Özel, “Bu günden sonra bu sorumuza verilmeyen her karşılık ya da ‘efendim seçimsiz bir 5 yıl, seçimsiz bir 4 yıl’ diyen, milletten kaçıyordur. Yaptığına itimadı olan, kendisine itimadı olan, adaylığına inancı olan karşımıza çıkar. CHP, ikinci yüzyılda daha fazla Adalet ve Kalkınma Partisinin insafına, Cumhur İttifakı’nın kaprisli kavgalarına, birbirine artta çelme takan, önünden kuyu kazan yaklaşımlarıyla devleti bunların elinde bırakmaya hiç niyetli değildir. Bunu tüm Türkiye bu türlü bilsin.” dedi.

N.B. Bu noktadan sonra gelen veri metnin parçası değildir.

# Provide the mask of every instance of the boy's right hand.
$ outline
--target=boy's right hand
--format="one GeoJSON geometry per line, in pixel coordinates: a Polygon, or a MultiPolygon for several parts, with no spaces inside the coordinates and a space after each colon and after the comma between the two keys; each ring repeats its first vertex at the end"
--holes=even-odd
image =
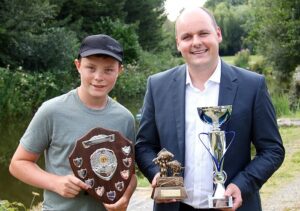
{"type": "Polygon", "coordinates": [[[57,176],[53,181],[54,191],[66,198],[74,198],[81,190],[87,190],[89,185],[82,182],[74,175],[57,176]]]}

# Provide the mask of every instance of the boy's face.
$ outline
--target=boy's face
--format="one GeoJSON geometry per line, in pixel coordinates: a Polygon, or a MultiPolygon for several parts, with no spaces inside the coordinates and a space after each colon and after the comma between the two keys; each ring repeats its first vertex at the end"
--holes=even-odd
{"type": "MultiPolygon", "coordinates": [[[[80,93],[84,101],[106,100],[113,89],[122,65],[109,56],[88,56],[75,60],[80,74],[80,93]]],[[[89,104],[90,102],[85,102],[89,104]]]]}

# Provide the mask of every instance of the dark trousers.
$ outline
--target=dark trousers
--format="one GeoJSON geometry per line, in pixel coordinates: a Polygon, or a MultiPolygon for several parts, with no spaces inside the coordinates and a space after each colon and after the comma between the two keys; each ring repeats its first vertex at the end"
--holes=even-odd
{"type": "Polygon", "coordinates": [[[196,210],[199,210],[199,211],[211,211],[211,210],[218,211],[216,209],[196,209],[196,208],[194,208],[194,207],[192,207],[190,205],[187,205],[185,203],[182,203],[182,202],[180,202],[180,206],[179,207],[180,207],[179,208],[180,211],[196,211],[196,210]]]}

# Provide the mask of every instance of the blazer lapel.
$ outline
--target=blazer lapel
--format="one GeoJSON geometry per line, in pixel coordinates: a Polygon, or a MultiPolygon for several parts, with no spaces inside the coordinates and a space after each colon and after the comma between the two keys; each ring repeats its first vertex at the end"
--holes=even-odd
{"type": "Polygon", "coordinates": [[[219,105],[232,105],[237,91],[237,78],[229,65],[222,61],[219,105]]]}
{"type": "MultiPolygon", "coordinates": [[[[218,105],[233,105],[238,89],[238,80],[233,69],[222,61],[221,82],[219,91],[218,105]]],[[[227,124],[223,125],[222,130],[226,130],[227,124]]]]}
{"type": "MultiPolygon", "coordinates": [[[[179,162],[184,163],[185,154],[185,77],[186,66],[181,65],[174,72],[171,84],[171,93],[173,97],[173,114],[178,137],[179,162]]],[[[171,111],[170,111],[171,112],[171,111]]]]}

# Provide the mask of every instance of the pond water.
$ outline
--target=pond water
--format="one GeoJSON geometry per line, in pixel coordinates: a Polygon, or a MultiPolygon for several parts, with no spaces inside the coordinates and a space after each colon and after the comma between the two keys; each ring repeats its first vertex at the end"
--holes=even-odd
{"type": "MultiPolygon", "coordinates": [[[[119,100],[119,102],[127,107],[136,117],[142,106],[142,98],[143,97],[119,100]]],[[[32,117],[24,118],[22,120],[1,120],[0,122],[0,200],[21,202],[28,208],[33,199],[32,192],[40,194],[40,196],[34,200],[34,204],[37,204],[43,200],[43,191],[24,184],[11,176],[8,171],[8,165],[31,118],[32,117]]],[[[42,163],[43,160],[40,160],[39,164],[42,165],[42,163]]]]}

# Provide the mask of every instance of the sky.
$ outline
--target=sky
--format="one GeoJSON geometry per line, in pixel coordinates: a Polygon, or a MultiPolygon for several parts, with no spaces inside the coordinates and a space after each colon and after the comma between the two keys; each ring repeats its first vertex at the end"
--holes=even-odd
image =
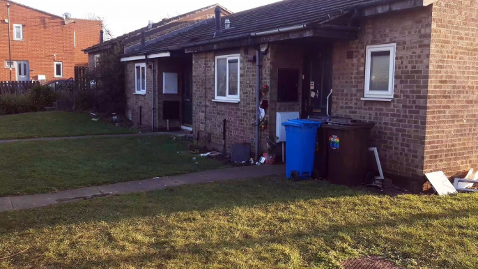
{"type": "Polygon", "coordinates": [[[239,12],[277,2],[278,0],[13,0],[43,11],[84,19],[88,14],[103,18],[114,36],[121,36],[148,25],[215,3],[239,12]]]}

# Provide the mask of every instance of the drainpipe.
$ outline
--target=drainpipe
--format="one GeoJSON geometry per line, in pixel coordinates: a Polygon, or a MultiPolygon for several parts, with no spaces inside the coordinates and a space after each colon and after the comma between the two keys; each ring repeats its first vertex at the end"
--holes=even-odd
{"type": "Polygon", "coordinates": [[[100,43],[102,43],[105,42],[105,31],[103,30],[100,31],[100,43]]]}
{"type": "Polygon", "coordinates": [[[261,91],[261,48],[256,49],[256,160],[259,160],[259,99],[261,91]]]}
{"type": "Polygon", "coordinates": [[[8,10],[8,57],[10,61],[10,81],[12,79],[12,38],[10,37],[10,3],[7,3],[7,9],[8,10]]]}
{"type": "Polygon", "coordinates": [[[155,92],[156,91],[156,61],[153,61],[153,91],[151,91],[151,131],[155,131],[155,112],[156,112],[155,92]]]}

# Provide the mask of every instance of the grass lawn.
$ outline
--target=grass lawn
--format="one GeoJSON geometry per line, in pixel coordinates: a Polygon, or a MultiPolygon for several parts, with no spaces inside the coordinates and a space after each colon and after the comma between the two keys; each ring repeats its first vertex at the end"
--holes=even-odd
{"type": "Polygon", "coordinates": [[[270,177],[0,213],[0,268],[478,268],[478,194],[370,194],[270,177]]]}
{"type": "Polygon", "coordinates": [[[134,133],[138,131],[91,121],[74,112],[37,112],[0,116],[0,139],[134,133]]]}
{"type": "Polygon", "coordinates": [[[172,176],[225,167],[168,136],[0,144],[0,197],[172,176]],[[198,162],[196,164],[196,162],[198,162]]]}

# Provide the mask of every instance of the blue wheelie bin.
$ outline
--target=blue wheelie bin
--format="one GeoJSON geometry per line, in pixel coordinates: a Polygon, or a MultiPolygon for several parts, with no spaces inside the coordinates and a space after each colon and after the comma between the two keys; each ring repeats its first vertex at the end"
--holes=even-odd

Partinin yol haritasını konuşacaklarını lisana getiren Özel, şöyle devam etti:
“Gazi Mustafa Kemal Atatürk, bu partiyi Anadolu’da kurdu. Bu partiyi bir Rumelili olarak Samsun’a çıkarak, Sivas’a giderek, Erzurum’a giderek, Hacı Bektaş’ı geçmeyerek, Ankara’ya gelerek, bu ülkeyi katıldığı, katılmadığı Balıkesir, Alaşehir kongreleriyle fikir alışverişiyle, toplumsal mutabakatla, toplumsal istekle birbirinden dağınık yapıları bir ortaya getirdi. Onlardan bir Kuvayımilliye kurdu. Sonra o yapıları, fırkaya, sonra partiye dönüştürdü. Artık, yüz yıl sonra yine Anadolu’ya ve Trakya’ya gidiyoruz. Çalmadık kapı, sıkılmadık el, duymadık fikir bırakmayacağız. Onların ötekileştirdiklerine de sahip çıkacağız. Ancak bizden olmayan bir tek kişiyi öteki ilan etmeyeceğiz, kenarda bırakmayacağız. Fikrini duymadan, elini sıkmadan ve onunla bir mutabakat aramadan geri dönmeyeceğiz. Bazen elimiz havada kalacak. O havada kalan ele sarılacağız, o eli itmeyeceğiz. Havada el bıraktı diye küsüp gitmeyeceğiz. 83 milyonun kalbini kazanacak, geride bırakacak bir kişinin olmadığının şuurunda olacağız. Tahminen günü geldiğinde o kişinin tekrar oyunu alamayacağız lakin bizim iktidarımızda onun geride kalmayacağını şimdiden kendimize taahhüt edeceğiz. Bu bakış açısıyla bir büyük yürüyüşü daima birlikte başlatıyoruz. Gazi Mustafa Kemal Atatürk’ün partisini bir defa daha talep toplamak üzere, nasıl yapalım, ne biçimde yapalım, gel birlikte yapalım diyerek Anadolu ve Trakya’ya taşıyoruz.”